I know how significant this phrase is, for me and many others…….
I have discovered that many of the techniques I was taught over the years for growth, healing, enlightenment etc are simply no longer working for me.
Take meditation for example – I am meant to sit and clear my mind, so that I can reach the light, be mindful, in the present and empty. I am not meant to move, I am not meant to feel my body at all, and I am meant to clear everything of the clutter of my being out. But is this actually what I need? I need the silence, and I need the formlessness, but do I need this structure and this process? No!
I no longer practice zazen, a form of Zen Buddhist meditation I was taught all those years ago. Nor any other form of practice such as the mantra practice, though mantras are beautiful. I no longer deny my body in this mystery of cleansing and clearing. NO, I breathe into my body and allow my inner self to take me wherever I need to go. This may include moving, breathing, thinking words, feeling emotions, seeing visions, it may even be the clear light of the soul within. It is whatever my body shows me it needs. This is my soul talking.

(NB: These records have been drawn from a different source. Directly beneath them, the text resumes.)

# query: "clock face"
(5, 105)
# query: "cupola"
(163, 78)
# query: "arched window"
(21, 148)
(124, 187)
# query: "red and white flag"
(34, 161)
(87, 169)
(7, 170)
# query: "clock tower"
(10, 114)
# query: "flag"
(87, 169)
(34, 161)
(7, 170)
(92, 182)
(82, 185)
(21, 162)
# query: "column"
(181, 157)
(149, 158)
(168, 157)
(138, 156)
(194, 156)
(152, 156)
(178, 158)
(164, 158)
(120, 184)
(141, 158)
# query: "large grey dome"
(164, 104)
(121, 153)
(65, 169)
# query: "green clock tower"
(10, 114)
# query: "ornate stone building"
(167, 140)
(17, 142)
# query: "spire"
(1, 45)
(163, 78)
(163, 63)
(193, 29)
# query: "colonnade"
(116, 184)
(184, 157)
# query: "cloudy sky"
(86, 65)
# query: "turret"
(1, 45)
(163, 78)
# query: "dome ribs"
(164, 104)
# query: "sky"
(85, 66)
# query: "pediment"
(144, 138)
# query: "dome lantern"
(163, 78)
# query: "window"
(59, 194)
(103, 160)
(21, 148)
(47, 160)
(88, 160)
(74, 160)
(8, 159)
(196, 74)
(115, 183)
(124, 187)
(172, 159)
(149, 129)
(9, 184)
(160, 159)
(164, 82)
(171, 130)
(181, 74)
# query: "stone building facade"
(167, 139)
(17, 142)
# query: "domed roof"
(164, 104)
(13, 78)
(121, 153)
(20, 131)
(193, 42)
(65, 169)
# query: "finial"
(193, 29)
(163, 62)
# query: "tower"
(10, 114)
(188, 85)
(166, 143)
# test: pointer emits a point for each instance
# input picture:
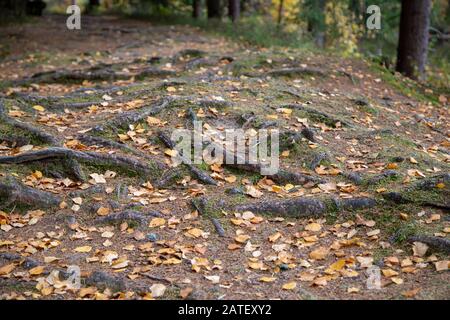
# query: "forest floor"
(86, 179)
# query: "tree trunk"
(214, 8)
(413, 38)
(234, 9)
(196, 9)
(280, 12)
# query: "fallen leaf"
(83, 249)
(157, 222)
(157, 290)
(289, 286)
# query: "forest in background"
(337, 27)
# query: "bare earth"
(363, 126)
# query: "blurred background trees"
(334, 25)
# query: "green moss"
(404, 85)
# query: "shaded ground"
(345, 133)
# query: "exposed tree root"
(124, 163)
(317, 159)
(93, 140)
(130, 117)
(104, 280)
(14, 192)
(432, 191)
(196, 172)
(290, 72)
(320, 116)
(200, 206)
(127, 215)
(33, 131)
(437, 243)
(388, 174)
(96, 73)
(306, 207)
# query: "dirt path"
(87, 181)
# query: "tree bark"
(234, 10)
(280, 12)
(413, 38)
(214, 8)
(196, 9)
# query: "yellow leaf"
(6, 269)
(274, 237)
(397, 280)
(392, 165)
(37, 174)
(230, 179)
(242, 238)
(313, 227)
(267, 279)
(83, 249)
(195, 232)
(103, 211)
(39, 108)
(389, 273)
(318, 254)
(87, 292)
(290, 285)
(338, 265)
(157, 222)
(170, 152)
(36, 270)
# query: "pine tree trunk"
(214, 8)
(196, 8)
(234, 9)
(413, 38)
(280, 12)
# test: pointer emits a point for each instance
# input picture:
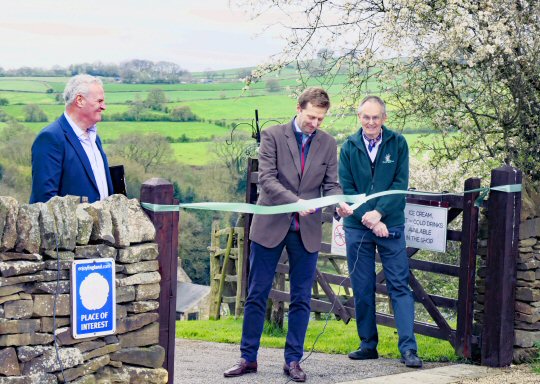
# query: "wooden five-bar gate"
(497, 336)
(461, 338)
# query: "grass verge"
(338, 338)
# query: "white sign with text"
(338, 246)
(425, 227)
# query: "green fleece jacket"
(391, 173)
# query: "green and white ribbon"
(320, 202)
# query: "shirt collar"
(298, 130)
(92, 131)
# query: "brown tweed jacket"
(281, 182)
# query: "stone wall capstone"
(527, 305)
(36, 240)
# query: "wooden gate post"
(503, 237)
(160, 191)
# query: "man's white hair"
(79, 85)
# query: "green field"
(338, 338)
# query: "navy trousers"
(361, 246)
(263, 262)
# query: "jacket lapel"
(75, 143)
(293, 147)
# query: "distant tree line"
(133, 71)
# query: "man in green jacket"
(375, 159)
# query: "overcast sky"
(195, 34)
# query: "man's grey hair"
(79, 85)
(376, 99)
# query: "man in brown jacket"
(297, 161)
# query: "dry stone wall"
(527, 306)
(37, 245)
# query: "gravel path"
(201, 362)
(514, 375)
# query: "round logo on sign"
(94, 291)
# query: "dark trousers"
(263, 262)
(361, 257)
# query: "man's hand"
(380, 230)
(344, 210)
(307, 212)
(371, 218)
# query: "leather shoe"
(411, 359)
(364, 354)
(294, 371)
(240, 368)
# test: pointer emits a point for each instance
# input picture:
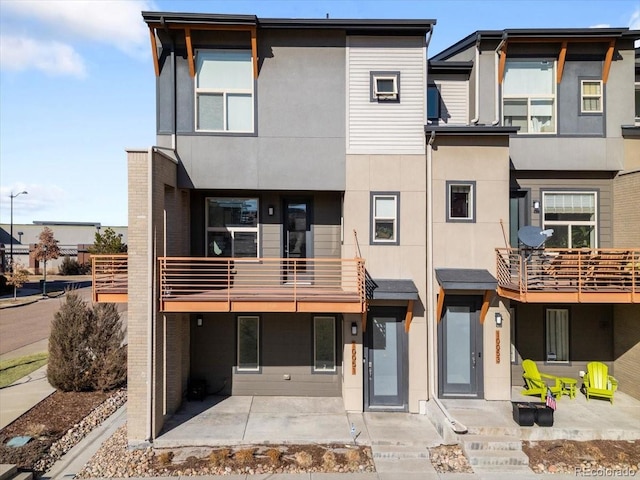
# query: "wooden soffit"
(188, 29)
(562, 53)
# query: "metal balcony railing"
(576, 275)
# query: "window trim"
(383, 97)
(546, 335)
(550, 224)
(529, 98)
(583, 81)
(197, 91)
(232, 230)
(472, 198)
(238, 368)
(373, 218)
(329, 371)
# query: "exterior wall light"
(536, 206)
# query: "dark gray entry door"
(385, 360)
(460, 348)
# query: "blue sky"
(77, 83)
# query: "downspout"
(150, 296)
(476, 66)
(497, 84)
(456, 426)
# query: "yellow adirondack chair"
(598, 382)
(536, 382)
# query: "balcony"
(569, 276)
(109, 278)
(198, 284)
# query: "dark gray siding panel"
(570, 120)
(286, 349)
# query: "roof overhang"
(466, 280)
(387, 290)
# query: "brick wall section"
(626, 214)
(626, 347)
(168, 205)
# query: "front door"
(385, 360)
(460, 348)
(297, 240)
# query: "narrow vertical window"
(324, 344)
(460, 201)
(557, 333)
(384, 220)
(248, 344)
(591, 96)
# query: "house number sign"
(353, 358)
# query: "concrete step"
(485, 458)
(490, 442)
(398, 452)
(7, 471)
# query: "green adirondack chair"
(536, 382)
(598, 382)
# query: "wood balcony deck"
(199, 284)
(569, 275)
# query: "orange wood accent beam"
(486, 301)
(190, 57)
(409, 316)
(561, 58)
(607, 62)
(154, 51)
(501, 65)
(254, 51)
(440, 305)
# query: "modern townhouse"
(571, 168)
(322, 208)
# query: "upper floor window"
(572, 216)
(224, 91)
(384, 224)
(529, 97)
(461, 201)
(232, 227)
(591, 96)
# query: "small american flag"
(551, 401)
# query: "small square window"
(385, 86)
(461, 201)
(591, 96)
(384, 218)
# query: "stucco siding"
(385, 127)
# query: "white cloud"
(112, 22)
(54, 58)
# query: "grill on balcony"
(569, 275)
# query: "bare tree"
(18, 276)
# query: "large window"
(232, 227)
(557, 335)
(248, 344)
(573, 218)
(384, 222)
(528, 96)
(324, 344)
(461, 201)
(224, 91)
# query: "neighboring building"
(73, 238)
(309, 224)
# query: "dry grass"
(218, 458)
(275, 456)
(244, 456)
(304, 459)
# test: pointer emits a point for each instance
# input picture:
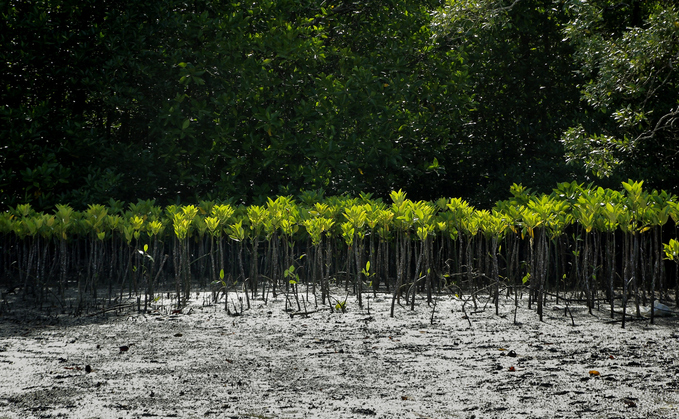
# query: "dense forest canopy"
(185, 100)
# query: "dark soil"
(265, 363)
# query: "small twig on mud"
(466, 316)
(106, 310)
(568, 310)
(433, 311)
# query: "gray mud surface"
(266, 363)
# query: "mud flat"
(266, 363)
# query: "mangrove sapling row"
(578, 243)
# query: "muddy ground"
(265, 363)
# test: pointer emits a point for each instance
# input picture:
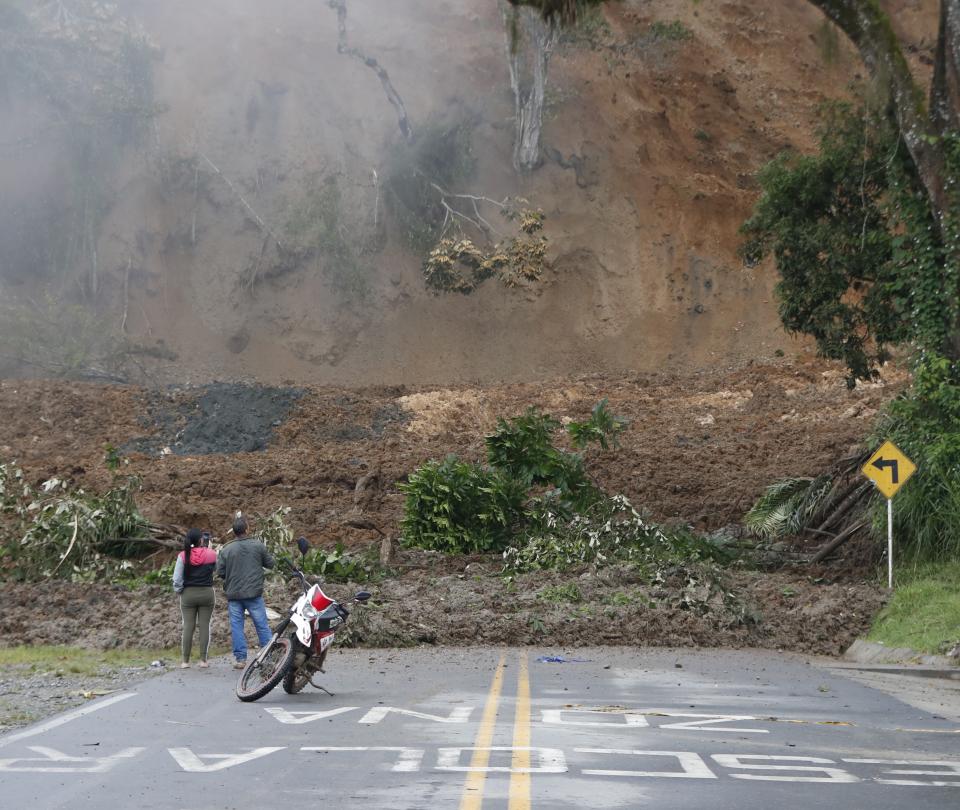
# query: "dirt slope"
(664, 137)
(698, 448)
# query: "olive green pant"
(196, 607)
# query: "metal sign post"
(889, 470)
(890, 543)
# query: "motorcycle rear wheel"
(297, 678)
(258, 679)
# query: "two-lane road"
(485, 728)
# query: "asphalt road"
(493, 728)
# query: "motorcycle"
(295, 657)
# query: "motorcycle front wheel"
(259, 678)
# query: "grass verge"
(924, 613)
(81, 661)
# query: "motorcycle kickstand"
(321, 688)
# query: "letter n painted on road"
(296, 718)
(53, 761)
(829, 774)
(548, 760)
(461, 714)
(194, 763)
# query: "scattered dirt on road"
(698, 450)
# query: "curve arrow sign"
(894, 465)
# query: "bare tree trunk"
(869, 29)
(530, 41)
(945, 93)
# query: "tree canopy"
(866, 235)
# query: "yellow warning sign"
(889, 469)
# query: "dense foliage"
(862, 265)
(610, 530)
(925, 424)
(455, 505)
(55, 531)
(535, 502)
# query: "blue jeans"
(258, 612)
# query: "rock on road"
(496, 728)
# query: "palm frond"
(786, 506)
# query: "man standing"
(240, 565)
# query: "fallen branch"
(344, 47)
(73, 541)
(837, 541)
(257, 218)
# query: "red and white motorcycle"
(296, 654)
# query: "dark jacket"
(240, 565)
(200, 573)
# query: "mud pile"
(215, 418)
(698, 449)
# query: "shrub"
(530, 486)
(457, 506)
(925, 424)
(55, 531)
(611, 531)
(337, 565)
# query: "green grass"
(561, 594)
(68, 661)
(924, 613)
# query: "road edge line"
(520, 764)
(64, 718)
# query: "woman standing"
(193, 580)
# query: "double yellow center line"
(520, 763)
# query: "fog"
(234, 189)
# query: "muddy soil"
(465, 601)
(698, 450)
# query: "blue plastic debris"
(559, 659)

Take shamanic practice, something else I was ‘taught’ almost thirty years ago and still love deeply – I was shown how to drum, using the pace of the heart beat, to rattle with abandon, to use a singing bowl, or use other accessories. Anything that allowed my body to reach a trance like state was acceptable, as this was seen as the way to reach and ‘journey’ into non-ordinary reality in order to affect healing. Powerful techniques yes, and occasionally they still work! – but I simply do not need them as a structure – my body is the portal into this non-ordinary reality. If I wish to go there, she shows me where to go, who to meet, which energies to connect with, how to touch the deep divinity within the layers of my flesh. I may be called to use these techniques if my body wants this, but only then. This is the knowledge I have been hiding most of my adult life – that my body knows best.
Take channelling – I was taught to travel into an inner landscape, in visualisation, in silence and sitting, upto a mountain where I would find a sacred space to meet a teacher or guide. This being would give me the guidance I could then share with the world, wise words given for specific requests or for healing aims – But I do none of these things – I simply close my eyes, clear my body, allow myself to listen intently for a calling, for anything in my inner senses that resonate, and the words simply float into my being. If I am with another, offering healing or similar, the words, thoughts, feelings, sensations and images are always relevant for them. If I am alone, they are relevant to me. I never call this channelling now as it is my inner body talking to me. My body knows. I may have guides or I may not, but they come just however they want, and it is often my inner wisdom talking! My body….
There are many other examples of how my beautiful body, whose wisdom was neglected for much of my life, is the true teacher of my growth. Even when i undertook yoga, doing asanas, breathing practices and lying out to feel the breath, I could feel that my true self wanted to follow a different flow – to move, to shake, to feel, to speak, and even yes to make love. My sexual energy was awakened at times in this exploration, the deepest and most beautiful form of energy which is of course the source of life. I could not easily follow a system which appeared to rigidly make shapes, exercises and breathing styles alien to my body. But I was ashamed to admit this to my teachers and others, who all seemed to gain such deep satisfaction from these practices. So I attempted to deny my body her wisdom again, and again, and again.
Now I am listening. This meditation, if that is what it is called, is telling me the time is now, that to listen to my body is my way. Never again will I follow a system which is not aligned to my body. And I am not alone.
I am not alone. There is a movement of women all over the world beginning to wake up to this new system of growth and evolution which involves listening deeply to our bodies. And of course men too are listening, though I do feel these new forms bring in the feminine way finally. There are new yoga practices, new dance styles, new spiritual movement and sound healings, emerging daily. New feminine styles of spiritual and evolutionary growth are becoming ready to awaken our bodies. Now, every time I hear of a new technique I will ask my body ‘ Does it recognise my inner wisdom, my body knowledge?’ and listen closely to the answer.
So my meditation, this evening, has finally given me the validation of my own being, rather than seek it outside myself and outside of my own body. I am body, soul, psyche in one, and all my practices are now aligned to learning my own deep wisdoms. It is time.
Our bodies are the portal to our souls. Try it tonight!